4 II était accompagné jusqu'en Asie par Sopater, fils de Pyrrhus de Bérée, les Thessaloniciens Aristarque et Secundus, Gaïus de Derbe et Timothée, enfin par les Asiates Tychicus et Trophime. Ceux-ci prirent les devants et nous attendirent à Troas; nous-mêmes nous quittâmes Philippes après les fêtes de Pâques, et, après une traversée de cinq jours, nous les rejoignîmes à Troas où nous restâmes sept jours.

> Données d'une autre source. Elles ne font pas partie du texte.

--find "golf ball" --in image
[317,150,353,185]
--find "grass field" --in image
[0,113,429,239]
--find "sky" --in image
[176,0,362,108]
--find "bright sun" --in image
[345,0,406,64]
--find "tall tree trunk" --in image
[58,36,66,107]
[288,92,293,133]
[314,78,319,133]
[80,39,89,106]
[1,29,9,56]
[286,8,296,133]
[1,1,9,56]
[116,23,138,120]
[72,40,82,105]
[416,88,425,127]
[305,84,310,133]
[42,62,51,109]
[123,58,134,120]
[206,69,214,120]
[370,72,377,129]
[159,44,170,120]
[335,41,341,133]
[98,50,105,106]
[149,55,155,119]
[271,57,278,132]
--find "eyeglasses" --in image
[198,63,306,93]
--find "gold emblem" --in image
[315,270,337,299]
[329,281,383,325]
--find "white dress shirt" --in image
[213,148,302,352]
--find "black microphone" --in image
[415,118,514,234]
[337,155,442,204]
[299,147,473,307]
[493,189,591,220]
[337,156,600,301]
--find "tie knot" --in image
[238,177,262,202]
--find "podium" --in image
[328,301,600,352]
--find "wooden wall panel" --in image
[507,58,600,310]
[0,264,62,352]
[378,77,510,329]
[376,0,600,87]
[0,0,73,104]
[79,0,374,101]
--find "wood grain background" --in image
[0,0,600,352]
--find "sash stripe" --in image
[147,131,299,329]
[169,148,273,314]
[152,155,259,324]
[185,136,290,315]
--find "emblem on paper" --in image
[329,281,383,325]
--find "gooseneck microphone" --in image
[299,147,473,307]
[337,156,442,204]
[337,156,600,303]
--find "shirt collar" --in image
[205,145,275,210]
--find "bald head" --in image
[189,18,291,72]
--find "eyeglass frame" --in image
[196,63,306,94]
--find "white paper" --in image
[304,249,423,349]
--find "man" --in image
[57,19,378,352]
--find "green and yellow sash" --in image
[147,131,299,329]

XX, 1-6. Les événements que l'historien mentionne ici d'une manière assez rapide et superficielle peuvent se placer dans l'hiver de l'année 59 de notre ère. Les Pâques dont il est question seraient celles de l'an 60. Les épîtres de Paul servent à compléter ce récit. C'est pendant le premier séjour de Macédoine que fut écrite la deuxième aux Corinthiens; un peu plus tard, à Corinthe même, Paul composa celle aux Romains. La relation est tellement abrégée ici, que nous devinons plutôt que nous n'apprenons explicitement différentes circonstances plus ou moins intéressantes. Ainsi nous pouvons supposer que les Juifs avaient pris des mesures pour tuer Paul, soit au moment de son embarquement, soit en pleine mer, et qu'ayant eu connaissance de leur dessein, il changea le plan de son voyage, de manière à reprendre sans autre motif la longue et fatigante route de terre. Ainsi encore, nous voyons tout à coup reparaître sur la scène ce compagnon inconnu qui parle à la première personne et qu'on a de tout temps identifié avec l'auteur du livre, et ce qui plus est, c'est à Philippes que nous le retrouvons, dans l'endroit même où nous avions perdu sa trace (XVI, 16). Ainsi enfin, nous sommes abandonnés à nos conjectures pour nous expliquer la présence de tant de personnes dans l'entourage de Paul. Serait-ce que nous aurions à les considérer comme les délégués de différentes communautés, porteurs du produit de la collecte organisée au profit des chrétiens de Jérusalem, et dont il est plus d'une fois question dans les épîtrcs aux Corinthiens? On pourrait dire alors que Paul, voulant prévenir tout soupçon offensant pour son caractère, aurait refusé de se charger lui-même de ces sommes. Toutefois il y a dans cette société plusieurs personnes qui étaient antérieurement déjà attachées à l'apôtre (par ex. Timothée), d'autres qui restèrent avec lui bien au-delà du terme du présent voyage, comme Aristarque et l'inconnu. — Du reste, plusieurs de ces disciples sont aussi nommés dans les épîtres, voyez Éph. VI, 21. Col. IV, 7. 2 Tim. IV, 12, 20. Gaïus doit être un autre que le Macédonien qui a été nommé au chap. XIX, 29, et le Corinthien de Rom. XVI, 23.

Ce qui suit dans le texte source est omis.